It's a good bet you haven't heard much about the Paralympic Games in recent days.
At the Olympic Games, viewers delight in the colorful stories of athletes from around the world: the Pakistani skier who practiced on pieces of wood, the African swimmer who grew up hundreds of miles away from water, and the Jamaican bobsled team.
At the Paralympic Games, everyone has a story. Whether their disability has come through injury or illness, each athlete shows almost impossible levels of determination just to stand at the starting line. Simply put, the Paralympic Movement redefines the realms of possibility and there is no more inspiring sporting event in the world.
What a shame, then, that coverage in China has been close to zero. China is a Paralympic force, having topped the medal table at the last three Summer Paralympic Games. Winter sports are a different story, with China still looking to end its medal drought at a Winter Paralympic Games, but the reaction in China of those who should know better has been telling.
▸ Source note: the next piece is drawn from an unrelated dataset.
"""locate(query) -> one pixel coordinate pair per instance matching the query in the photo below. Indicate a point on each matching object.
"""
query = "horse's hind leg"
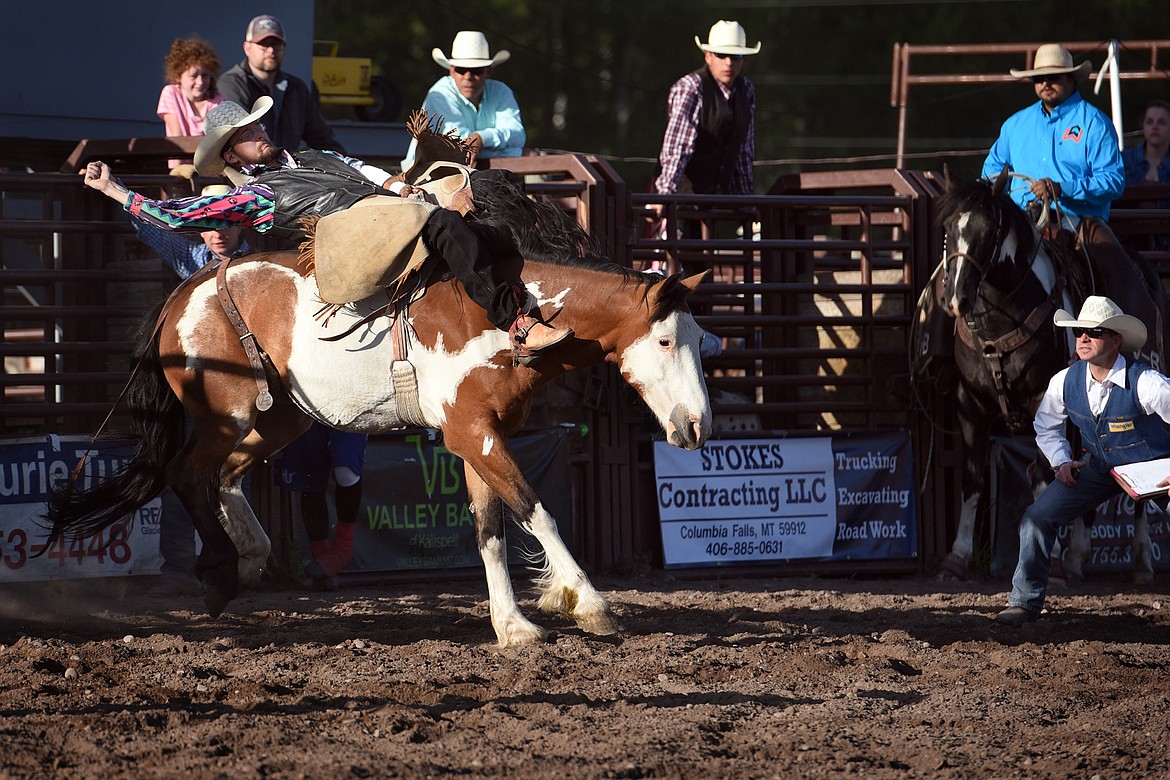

Foreign Ministry spokesperson Qin Gang was asked early this year which Chinese leader would attend the opening ceremony of the Sochi Winter Paralympic Games. His answer? A "leading figure" from the China Disabled Persons' Federation. Contrast that to the opening of the Olympic Games last month, which was attended by none other than Chinese President Xi Jinping.
For a country that held a Paralympic Games as recently as 2008 and wants to do so again in 2022, China should at least pretend it cares.
Sadly the media are no better than the politicians. CCTV has the luxury of not having to chase ratings, but having been awarded the rights to broadcast the Paralympic Games, it can do better than showing brief highlights very late at night.
At a time when the world's most famous Paralympian, Oscar Pistorius, is attracting attention for all the wrong reasons, the Paralympic Movement needs help now more than ever.